In this practical we are interested in factors which influence the life expectancy at birth. We consider the following dataset:

You can read the data into R using the following command:

d <- read.csv("",
              stringsAsFactors = TRUE)

The dataset contain the following variables:

  • country: country
  • region: geographic region the country is in
  • sub.region: geographic sub-region the country is in
  • year: year the data refers to
  • GDP.per.capita: Per capita GDP at current prices (USD)
  • health.spending: Per capita government expenditure on health at average exchange rate (USD, only until 2010)
  • HIV: Prevalence of HIV among adults aged 15 to 49 (%)
  • alcohol: Alcohol, recorded per capita (15+) consumption (in litres of pure alcohol)
  • tobacco: Prevalence of current tobacco use among adults aged \(\geq 15\) years
  • population.size: population size, for the given country and year (thousands)
  • population.density: Population per square kilometre, for the given country and year (thousands)
  • life.expectancy: Life expectancy at birth (years). This is the variable we are interested in.


The aim of this practical is to fit an appropriate model to these data, which predicts the life expectancy life.expectancy from the other variables.

This practical is deliberately open-ended, with little guidance on how to proceed.

Task 1. We start by considering life.expectancy as a function of GDP.per.capita only.

  • Using appropriate transformations of the data, find a linear model which can describe the relationship between life.expectancy (response) and GDP.per.capita (input).

  • Using appropriate diagnostics, confirm that your model is acceptable. In your answer, you only need to describe your final model and one other model which you have examined, but deemed less appropriate.

  • Using your model obtain a 95% confidence interval for the mean (expected) life expectancy at birth, for a country with a per capita GDP of 5000 USD.

Task 2. Now we also consider the remaining variables in the dataset.

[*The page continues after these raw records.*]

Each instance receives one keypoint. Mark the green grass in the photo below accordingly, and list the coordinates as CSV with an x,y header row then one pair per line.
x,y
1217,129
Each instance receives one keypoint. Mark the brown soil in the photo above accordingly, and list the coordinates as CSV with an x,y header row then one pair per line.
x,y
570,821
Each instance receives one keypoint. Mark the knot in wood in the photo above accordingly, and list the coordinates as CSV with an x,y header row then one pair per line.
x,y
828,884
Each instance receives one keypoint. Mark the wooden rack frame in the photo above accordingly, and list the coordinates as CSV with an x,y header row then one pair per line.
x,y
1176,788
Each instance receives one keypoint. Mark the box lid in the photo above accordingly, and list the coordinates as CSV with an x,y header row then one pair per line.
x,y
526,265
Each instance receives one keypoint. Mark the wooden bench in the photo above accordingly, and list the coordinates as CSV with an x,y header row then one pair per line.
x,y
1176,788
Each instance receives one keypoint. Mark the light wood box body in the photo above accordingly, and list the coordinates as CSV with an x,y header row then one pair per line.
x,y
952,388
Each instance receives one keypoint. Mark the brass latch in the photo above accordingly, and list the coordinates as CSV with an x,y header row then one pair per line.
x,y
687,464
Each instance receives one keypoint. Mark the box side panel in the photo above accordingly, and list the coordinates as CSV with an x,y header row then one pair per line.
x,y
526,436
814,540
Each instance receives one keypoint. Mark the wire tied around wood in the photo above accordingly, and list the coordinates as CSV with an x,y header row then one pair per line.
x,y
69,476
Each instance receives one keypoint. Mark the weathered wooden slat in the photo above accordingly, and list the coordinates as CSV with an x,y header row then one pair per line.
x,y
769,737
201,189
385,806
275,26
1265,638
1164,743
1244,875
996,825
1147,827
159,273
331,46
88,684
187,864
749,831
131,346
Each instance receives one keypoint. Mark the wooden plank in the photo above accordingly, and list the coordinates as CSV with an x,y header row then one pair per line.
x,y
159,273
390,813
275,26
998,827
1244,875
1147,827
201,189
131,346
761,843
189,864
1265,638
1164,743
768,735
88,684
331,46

  • With due consideration to

    • transformations (where, and if, necessary)
    • appropriate choice of variables
    • model selection
    • model checking
    • missing data
    • etc.

    obtain a model which is able to predict life.expectancy using some or all of these additional variables.

  • Note that some variables are missing data. Missing data is indicated by the value NA (not available). You should decide how to deal with missing data, e.g. by ignoring the corresponding samples. You should explain your choice in your report.

  • Justify your choice by comparing at least two “competing” models. The comparison should take note of at least (a) model selection criteria, (b) diagnostics, and (c) interpretability.

  • Interpret the parameters in your preferred model.

There is no single right or wrong answer to this practical. The important thing is that you justify your approach.